The only difference between the lme and the corresponding lmer formula should be that the random and fixed components are aggregated into a single formula:
dateRating ~ looks + personality +
gender + looks:gender + personality:gender +
looks:personality+ (1|participant/looks/personality)
using (1|participant) + (1|looks) + (1|personality) is only equivalent if looks and personality have unique values at each nested level.
It's not clear what continuous variable you want to define your slopes: if you have a continuous variable x and groups g, then (x|g) or equivalently (1+x|g) will give you a random-slopes model (x should also be included in the fixed-effects part of the model, i.e. the full formula should be y~x+(x|g) ...)
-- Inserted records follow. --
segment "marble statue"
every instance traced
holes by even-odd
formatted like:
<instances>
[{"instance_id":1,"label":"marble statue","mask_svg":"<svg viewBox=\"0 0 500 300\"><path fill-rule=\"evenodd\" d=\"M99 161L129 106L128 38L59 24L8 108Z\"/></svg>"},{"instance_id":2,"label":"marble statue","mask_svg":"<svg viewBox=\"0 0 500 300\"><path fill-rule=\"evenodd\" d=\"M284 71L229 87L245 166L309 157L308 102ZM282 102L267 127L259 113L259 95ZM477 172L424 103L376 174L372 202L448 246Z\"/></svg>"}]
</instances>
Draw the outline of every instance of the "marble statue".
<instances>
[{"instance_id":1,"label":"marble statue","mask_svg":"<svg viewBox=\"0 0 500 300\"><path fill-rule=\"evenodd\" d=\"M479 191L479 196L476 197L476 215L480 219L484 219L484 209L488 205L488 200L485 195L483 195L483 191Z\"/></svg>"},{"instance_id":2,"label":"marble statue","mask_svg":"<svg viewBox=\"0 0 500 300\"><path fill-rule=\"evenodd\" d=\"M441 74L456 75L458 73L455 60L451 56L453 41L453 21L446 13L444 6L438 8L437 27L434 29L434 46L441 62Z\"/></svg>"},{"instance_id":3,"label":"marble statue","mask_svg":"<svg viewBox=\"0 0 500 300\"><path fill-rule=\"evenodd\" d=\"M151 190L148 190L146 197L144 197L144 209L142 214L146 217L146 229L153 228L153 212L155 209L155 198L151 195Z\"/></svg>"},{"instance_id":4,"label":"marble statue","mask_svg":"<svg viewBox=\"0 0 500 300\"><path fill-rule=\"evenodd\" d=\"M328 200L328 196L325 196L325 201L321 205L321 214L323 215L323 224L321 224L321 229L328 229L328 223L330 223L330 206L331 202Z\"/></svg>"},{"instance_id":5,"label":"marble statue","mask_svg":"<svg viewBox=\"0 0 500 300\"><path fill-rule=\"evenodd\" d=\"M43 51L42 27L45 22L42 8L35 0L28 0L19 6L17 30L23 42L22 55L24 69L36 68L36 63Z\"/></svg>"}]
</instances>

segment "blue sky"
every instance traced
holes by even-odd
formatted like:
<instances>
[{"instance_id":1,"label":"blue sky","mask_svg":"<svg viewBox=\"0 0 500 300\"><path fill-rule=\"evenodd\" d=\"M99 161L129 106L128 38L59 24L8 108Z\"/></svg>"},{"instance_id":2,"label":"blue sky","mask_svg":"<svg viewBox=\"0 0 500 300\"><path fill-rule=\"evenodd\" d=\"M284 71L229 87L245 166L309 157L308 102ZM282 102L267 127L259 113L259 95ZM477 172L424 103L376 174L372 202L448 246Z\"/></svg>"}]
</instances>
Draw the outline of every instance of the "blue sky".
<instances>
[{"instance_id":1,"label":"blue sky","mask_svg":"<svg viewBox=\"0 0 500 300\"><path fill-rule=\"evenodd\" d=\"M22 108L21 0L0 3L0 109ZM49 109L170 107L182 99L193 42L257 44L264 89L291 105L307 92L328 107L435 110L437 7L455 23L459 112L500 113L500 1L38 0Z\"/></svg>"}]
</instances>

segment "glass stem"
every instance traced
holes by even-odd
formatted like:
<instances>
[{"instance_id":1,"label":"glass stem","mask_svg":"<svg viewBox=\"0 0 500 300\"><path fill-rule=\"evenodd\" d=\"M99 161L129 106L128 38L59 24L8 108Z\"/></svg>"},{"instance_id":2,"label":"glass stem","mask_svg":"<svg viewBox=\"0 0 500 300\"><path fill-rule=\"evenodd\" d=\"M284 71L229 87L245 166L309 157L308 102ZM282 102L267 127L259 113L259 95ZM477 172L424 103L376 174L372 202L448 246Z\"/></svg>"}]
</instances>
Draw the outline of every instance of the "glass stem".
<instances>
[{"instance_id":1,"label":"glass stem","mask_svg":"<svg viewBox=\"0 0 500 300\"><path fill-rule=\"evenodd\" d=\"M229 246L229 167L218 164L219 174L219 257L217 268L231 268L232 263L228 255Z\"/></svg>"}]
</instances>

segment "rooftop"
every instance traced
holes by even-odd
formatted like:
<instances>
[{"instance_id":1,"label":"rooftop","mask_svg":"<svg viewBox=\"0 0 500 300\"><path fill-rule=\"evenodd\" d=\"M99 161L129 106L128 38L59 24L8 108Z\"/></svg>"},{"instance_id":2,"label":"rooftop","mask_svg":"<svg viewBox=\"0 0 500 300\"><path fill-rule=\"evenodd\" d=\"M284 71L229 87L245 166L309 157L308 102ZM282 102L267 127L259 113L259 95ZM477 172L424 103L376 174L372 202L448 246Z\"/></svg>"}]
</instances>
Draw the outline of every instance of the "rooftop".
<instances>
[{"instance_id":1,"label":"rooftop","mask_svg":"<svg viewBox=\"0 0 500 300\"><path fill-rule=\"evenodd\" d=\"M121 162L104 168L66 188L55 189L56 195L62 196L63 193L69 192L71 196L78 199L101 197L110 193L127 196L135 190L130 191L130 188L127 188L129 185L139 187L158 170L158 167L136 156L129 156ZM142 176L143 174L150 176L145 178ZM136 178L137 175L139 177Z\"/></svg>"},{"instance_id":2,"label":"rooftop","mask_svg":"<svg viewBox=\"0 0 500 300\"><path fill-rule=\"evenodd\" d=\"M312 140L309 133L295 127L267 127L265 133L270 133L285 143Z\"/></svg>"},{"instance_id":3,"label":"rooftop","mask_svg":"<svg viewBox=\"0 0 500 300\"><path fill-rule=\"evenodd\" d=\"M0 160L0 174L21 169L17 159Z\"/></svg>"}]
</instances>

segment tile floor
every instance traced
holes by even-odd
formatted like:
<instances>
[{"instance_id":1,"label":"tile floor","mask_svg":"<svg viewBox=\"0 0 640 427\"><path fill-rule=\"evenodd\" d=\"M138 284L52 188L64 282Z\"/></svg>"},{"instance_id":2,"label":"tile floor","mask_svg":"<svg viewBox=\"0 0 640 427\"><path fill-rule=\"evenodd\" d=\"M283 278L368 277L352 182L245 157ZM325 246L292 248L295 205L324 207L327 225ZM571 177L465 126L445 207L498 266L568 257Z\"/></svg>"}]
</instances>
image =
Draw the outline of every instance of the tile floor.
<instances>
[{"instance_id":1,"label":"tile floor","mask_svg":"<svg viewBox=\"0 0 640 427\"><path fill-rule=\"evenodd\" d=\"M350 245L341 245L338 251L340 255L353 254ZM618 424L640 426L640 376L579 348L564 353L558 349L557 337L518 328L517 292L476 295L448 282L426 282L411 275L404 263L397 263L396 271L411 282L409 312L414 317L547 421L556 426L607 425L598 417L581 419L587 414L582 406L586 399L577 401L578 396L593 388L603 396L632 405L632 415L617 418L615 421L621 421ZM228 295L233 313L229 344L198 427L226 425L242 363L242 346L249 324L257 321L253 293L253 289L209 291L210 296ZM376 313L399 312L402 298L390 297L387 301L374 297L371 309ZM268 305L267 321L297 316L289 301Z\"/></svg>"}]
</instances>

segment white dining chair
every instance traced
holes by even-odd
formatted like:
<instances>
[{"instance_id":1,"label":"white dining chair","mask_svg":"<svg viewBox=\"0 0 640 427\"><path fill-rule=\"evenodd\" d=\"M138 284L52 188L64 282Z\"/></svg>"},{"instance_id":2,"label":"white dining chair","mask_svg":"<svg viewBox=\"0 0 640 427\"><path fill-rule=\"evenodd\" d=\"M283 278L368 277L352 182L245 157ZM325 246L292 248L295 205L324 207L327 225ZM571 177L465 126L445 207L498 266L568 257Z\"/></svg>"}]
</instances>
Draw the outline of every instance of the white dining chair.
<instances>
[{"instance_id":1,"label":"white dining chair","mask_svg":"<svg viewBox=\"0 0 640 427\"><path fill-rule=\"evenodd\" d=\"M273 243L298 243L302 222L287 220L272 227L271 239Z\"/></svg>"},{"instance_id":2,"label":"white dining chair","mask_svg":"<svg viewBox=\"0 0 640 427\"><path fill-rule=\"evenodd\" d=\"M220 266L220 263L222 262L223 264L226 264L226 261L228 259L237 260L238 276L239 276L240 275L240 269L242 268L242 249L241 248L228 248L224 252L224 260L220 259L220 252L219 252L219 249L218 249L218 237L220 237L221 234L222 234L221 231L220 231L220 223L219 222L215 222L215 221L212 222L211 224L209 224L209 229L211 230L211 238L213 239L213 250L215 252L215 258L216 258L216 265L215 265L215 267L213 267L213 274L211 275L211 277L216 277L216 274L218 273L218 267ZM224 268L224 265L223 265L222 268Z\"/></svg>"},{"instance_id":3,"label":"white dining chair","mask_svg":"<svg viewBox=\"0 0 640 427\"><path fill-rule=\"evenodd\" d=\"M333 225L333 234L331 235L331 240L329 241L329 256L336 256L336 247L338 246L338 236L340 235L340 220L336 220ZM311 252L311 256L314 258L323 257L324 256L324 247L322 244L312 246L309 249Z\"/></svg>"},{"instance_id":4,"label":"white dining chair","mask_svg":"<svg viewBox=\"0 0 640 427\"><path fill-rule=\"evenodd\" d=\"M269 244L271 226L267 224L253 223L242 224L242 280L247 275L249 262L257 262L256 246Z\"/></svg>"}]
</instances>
update: I got the data, or rather a script file that allows one to reconstruct the data, from here. Field makes a common mistake in his book, which I have made several times in the past: since there is only a single observation in the data set for each participant/looks/personality combination, the three-way interaction has one level per observation. In a linear mixed model, this means the variance at the lowest level of nesting will be confounded with the residual variance.
You can see this in two ways:
lme appears to fit the model just fine, but if you try to calculate confidence intervals via intervals(), you get
intervals(speedDateModel)
## Error in intervals.lme(speedDateModel) :
## cannot get confidence intervals on var-cov components:
## Non-positive definite approximate variance-covariance
If you try this with lmer you get:
## Error: number of levels of each grouping factor
## must be < number of observations
In both cases, this is a clue that something's wrong. (You can overcome this in lmer if you really want to: see ?lmerControl.)
If we leave out the lowest grouping level, everything works fine:
sd2 <- lmer(dateRating ~ looks + personality +
gender + looks:gender + personality:gender +
looks:personality+
(1|participant/looks),
data=speedData)
Compare lmer and lme fixed effects:
all.equal(fixef(sd2),fixef(speedDateModel)) ## TRUE
The starling example here gives another example and further explanation of this issue.